The Business Court agreed. Recognizing that claims for fraud and negligent misrepresentations require a party to allege facts showing that its reliance on the other party’s statements was reasonable, the Business Court noted that the counterclaim failed to allege any steps Defendant had taken or was prevented from taking to verify Plaintiff’s inaccurate employment history. Relying on an opinion from the Delaware Chancery Court, the Business Court held that Defendant’s failure to take any steps to try and verify Plaintiff’s prior work history meant its reliance on his pre-employment statements was unreasonable as a matter of law. (Opinion, ¶¶ 34-37). Similarly, Defendant’s blind acceptance of Plaintiff’s statement about the quality control measures he purportedly implemented was likewise unreasonable given that Defendant only had to check with a few people internally to determine whether Plaintiff had, in fact, implemented the procedures, but failed to allege that it had. (Id., ¶¶49-50).
Based upon this decision, a business hiring for a position within its organization (especially at the C-Suite level) would be well served to try and check the applicant’s work history, even if such steps are typically frustrated by the former employer’s refusal to provide the requested information.
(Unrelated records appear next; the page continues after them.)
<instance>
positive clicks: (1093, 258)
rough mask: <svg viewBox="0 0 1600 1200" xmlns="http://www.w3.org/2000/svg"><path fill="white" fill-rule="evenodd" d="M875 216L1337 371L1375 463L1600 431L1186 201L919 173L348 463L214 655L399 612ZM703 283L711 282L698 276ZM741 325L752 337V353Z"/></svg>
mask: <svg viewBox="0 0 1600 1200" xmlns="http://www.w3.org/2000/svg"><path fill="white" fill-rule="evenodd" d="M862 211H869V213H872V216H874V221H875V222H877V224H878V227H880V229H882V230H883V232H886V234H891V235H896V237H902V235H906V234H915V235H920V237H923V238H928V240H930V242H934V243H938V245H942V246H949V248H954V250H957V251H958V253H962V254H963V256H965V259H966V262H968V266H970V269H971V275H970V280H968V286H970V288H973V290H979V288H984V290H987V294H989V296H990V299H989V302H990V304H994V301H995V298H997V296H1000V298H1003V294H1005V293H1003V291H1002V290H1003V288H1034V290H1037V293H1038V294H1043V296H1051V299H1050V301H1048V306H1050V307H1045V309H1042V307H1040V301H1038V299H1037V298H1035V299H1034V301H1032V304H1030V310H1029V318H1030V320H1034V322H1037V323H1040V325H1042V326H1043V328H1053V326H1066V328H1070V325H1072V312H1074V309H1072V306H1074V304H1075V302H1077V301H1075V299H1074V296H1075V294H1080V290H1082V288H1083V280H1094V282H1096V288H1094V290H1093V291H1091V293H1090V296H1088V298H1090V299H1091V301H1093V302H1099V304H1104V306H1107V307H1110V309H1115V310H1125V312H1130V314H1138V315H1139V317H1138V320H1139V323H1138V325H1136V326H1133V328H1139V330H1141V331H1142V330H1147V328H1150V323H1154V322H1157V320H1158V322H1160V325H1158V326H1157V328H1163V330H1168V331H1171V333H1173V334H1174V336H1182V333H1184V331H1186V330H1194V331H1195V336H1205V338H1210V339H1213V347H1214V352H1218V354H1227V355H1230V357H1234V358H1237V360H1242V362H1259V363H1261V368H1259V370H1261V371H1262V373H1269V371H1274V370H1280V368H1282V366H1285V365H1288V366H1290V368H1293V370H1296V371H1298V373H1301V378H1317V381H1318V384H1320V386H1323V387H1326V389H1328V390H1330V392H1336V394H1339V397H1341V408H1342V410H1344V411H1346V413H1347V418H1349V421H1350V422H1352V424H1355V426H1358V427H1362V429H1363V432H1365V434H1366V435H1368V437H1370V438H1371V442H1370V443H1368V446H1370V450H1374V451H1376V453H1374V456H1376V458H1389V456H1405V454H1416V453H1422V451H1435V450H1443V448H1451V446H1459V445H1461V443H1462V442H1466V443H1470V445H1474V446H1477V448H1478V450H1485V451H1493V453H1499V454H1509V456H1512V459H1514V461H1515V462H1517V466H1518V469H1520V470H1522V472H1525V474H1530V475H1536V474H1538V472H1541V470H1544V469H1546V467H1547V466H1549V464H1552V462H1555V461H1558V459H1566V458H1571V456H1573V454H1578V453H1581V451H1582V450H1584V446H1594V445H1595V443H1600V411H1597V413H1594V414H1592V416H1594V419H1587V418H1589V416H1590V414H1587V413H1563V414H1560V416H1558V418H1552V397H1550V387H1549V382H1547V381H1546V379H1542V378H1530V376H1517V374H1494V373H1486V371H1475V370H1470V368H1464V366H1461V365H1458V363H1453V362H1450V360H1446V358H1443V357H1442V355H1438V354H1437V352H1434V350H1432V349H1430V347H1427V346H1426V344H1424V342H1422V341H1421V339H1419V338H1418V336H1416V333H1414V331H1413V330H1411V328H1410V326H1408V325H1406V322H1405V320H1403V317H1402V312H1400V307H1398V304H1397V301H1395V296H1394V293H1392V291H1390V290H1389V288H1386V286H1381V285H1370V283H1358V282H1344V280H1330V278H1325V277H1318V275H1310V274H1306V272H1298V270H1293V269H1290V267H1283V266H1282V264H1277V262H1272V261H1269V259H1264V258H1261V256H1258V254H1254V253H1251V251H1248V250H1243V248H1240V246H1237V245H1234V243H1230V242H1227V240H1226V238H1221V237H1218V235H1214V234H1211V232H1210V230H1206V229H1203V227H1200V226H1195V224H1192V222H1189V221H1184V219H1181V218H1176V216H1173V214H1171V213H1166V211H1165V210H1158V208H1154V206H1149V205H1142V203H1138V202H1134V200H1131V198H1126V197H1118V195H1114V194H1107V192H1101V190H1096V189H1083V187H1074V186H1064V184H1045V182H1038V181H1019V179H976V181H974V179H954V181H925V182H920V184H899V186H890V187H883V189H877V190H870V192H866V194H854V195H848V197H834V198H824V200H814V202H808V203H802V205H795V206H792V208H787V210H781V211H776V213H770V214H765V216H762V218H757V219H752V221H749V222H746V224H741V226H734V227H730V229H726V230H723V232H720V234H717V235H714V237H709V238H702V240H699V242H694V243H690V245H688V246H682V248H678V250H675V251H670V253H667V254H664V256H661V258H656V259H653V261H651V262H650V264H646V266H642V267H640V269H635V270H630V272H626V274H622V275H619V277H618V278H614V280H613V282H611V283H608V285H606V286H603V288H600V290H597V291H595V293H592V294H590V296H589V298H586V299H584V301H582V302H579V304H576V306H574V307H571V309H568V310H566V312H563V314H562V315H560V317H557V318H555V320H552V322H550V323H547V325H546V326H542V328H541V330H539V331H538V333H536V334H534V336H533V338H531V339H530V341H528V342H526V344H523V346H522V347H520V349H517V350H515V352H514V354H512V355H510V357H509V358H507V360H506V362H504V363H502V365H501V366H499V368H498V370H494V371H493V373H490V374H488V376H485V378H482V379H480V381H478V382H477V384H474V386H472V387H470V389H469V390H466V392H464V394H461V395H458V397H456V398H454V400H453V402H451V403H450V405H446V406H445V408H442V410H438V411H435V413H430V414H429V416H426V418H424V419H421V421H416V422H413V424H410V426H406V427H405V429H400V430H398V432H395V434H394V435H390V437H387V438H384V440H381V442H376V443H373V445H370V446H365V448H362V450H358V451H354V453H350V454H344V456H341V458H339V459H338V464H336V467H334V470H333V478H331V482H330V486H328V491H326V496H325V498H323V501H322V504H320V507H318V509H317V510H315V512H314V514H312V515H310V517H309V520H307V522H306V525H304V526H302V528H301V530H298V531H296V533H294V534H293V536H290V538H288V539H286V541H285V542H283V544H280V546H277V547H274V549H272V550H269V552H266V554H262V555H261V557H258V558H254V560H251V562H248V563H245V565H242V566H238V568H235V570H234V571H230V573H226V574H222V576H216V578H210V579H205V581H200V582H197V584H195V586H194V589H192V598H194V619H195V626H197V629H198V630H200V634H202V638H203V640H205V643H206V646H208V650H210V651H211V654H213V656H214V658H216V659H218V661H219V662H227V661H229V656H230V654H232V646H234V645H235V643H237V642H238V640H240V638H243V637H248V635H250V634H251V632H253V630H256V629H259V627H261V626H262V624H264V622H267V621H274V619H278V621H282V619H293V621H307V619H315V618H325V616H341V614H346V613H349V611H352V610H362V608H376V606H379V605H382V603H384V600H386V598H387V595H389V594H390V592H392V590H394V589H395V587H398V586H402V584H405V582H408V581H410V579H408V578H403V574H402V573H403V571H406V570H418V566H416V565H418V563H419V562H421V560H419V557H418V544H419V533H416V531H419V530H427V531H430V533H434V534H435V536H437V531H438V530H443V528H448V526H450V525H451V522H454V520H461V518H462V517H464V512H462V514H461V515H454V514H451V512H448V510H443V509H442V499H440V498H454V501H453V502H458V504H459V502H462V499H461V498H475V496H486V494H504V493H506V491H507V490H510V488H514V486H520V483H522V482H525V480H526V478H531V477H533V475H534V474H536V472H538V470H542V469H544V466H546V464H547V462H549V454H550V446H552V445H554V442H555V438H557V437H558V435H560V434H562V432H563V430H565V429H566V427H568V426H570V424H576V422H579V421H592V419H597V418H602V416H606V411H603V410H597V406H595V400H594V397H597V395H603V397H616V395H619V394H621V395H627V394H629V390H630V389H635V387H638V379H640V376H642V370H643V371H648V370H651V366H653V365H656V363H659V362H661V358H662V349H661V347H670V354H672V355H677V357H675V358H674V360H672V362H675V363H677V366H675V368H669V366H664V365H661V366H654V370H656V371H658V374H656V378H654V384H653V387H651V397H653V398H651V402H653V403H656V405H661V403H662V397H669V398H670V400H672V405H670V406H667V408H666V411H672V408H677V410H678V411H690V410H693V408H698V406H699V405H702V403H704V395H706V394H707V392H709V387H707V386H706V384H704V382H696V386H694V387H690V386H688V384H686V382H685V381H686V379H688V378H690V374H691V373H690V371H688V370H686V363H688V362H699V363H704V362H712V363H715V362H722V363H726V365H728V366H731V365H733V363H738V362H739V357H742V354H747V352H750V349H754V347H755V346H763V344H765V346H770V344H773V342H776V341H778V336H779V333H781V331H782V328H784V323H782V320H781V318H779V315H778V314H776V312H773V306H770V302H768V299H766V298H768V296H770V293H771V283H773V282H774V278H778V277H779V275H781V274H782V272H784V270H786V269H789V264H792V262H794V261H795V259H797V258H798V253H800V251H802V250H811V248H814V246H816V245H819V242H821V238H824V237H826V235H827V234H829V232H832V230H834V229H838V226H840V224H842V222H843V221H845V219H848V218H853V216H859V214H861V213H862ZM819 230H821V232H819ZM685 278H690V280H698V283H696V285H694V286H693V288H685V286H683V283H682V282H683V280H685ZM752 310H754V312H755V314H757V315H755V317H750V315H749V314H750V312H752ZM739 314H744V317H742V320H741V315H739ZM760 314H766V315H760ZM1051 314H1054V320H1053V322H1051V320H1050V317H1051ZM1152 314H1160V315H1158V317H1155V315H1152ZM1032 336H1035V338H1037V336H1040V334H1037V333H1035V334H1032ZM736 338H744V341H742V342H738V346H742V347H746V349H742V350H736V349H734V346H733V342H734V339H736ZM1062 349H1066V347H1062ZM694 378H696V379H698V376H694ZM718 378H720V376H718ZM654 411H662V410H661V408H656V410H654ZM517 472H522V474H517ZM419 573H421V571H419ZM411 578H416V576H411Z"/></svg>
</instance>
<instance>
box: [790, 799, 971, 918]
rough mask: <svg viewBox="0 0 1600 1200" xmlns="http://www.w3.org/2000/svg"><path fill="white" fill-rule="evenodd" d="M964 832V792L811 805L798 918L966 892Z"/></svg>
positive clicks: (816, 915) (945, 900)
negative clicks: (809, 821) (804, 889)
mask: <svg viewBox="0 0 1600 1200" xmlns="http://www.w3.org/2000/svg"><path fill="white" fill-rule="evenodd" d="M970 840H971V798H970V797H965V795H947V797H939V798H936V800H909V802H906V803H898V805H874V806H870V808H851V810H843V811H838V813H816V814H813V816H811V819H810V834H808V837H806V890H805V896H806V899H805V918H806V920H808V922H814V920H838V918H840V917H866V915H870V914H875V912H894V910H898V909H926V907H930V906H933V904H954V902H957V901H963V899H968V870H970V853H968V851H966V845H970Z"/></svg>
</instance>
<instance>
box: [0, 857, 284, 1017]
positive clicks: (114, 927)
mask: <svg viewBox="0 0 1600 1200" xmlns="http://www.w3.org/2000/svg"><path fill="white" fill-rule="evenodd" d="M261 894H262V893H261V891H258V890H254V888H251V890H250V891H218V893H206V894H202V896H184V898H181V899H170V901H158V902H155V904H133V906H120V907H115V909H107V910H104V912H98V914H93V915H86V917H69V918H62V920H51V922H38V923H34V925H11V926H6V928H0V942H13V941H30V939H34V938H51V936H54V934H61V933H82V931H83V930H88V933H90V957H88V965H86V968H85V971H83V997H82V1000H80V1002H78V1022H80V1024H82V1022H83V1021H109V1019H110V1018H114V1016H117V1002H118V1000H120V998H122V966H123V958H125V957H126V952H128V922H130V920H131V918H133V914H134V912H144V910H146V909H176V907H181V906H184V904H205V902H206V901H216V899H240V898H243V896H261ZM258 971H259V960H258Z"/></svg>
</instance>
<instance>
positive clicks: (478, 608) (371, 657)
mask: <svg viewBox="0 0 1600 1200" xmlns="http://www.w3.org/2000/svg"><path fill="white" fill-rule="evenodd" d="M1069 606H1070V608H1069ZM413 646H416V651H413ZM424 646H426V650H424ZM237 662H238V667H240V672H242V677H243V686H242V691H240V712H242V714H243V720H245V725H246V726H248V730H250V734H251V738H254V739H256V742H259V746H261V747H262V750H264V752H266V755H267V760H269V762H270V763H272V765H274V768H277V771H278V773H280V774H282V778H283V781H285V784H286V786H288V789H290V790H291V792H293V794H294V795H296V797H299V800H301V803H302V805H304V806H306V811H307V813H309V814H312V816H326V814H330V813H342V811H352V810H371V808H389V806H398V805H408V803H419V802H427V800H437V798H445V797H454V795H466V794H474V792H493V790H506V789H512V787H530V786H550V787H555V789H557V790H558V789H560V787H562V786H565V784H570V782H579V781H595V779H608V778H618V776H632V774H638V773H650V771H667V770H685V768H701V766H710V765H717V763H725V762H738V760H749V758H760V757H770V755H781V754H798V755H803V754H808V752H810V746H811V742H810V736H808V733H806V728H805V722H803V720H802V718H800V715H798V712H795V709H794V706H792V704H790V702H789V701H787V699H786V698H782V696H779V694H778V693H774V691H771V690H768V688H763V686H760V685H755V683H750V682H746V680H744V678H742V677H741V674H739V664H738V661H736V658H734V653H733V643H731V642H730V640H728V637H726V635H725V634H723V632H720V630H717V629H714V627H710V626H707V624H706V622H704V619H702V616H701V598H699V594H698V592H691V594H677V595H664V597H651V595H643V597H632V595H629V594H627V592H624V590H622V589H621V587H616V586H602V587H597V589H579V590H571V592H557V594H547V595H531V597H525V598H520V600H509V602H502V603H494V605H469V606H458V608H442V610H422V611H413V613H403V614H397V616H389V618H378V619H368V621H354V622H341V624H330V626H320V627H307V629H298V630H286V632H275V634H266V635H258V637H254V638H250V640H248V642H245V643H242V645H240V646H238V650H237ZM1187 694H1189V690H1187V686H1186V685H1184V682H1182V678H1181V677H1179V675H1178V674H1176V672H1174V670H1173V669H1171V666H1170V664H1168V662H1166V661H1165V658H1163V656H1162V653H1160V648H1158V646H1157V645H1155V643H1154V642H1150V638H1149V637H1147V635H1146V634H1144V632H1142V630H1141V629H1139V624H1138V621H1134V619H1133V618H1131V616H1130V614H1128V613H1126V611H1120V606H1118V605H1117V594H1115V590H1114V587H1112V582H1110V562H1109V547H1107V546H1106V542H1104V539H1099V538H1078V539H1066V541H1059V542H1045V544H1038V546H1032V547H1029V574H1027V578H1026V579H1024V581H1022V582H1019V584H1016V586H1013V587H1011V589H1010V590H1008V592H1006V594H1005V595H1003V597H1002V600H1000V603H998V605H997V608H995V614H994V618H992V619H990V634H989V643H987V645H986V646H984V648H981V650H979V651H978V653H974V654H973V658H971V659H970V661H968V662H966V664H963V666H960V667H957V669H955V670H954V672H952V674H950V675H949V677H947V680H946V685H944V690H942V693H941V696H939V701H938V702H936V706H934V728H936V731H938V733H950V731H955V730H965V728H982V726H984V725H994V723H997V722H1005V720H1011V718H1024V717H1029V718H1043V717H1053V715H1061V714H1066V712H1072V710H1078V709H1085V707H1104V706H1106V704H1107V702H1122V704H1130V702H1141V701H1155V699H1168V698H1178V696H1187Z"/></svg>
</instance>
Absent such efforts to discover the false information, the business may be precluded from later seeking damages related to the employee’s misstatements.
Additional legal points from this decision:
- Statements which are mere puffery are not considered material and cannot be relied upon for purposes of fraud or negligent misrepresentation claims (Opinion, ¶ 24);
- A claim for negligent misrepresentation must satisfy the specificity requirements of NC Rule Civ. Pro. 9(b), including the who, what, when, where, and what concerning the statement (Id., ¶51);
- The court has the discretion to dismiss with prejudice claims of fraud and negligent misrepresentation that fail to satisfy the specificity requirements of Rule 9(b), especially where the claims may have already been amended one prior time (albeit, as a matter of right) (Id., ¶55, fn.7).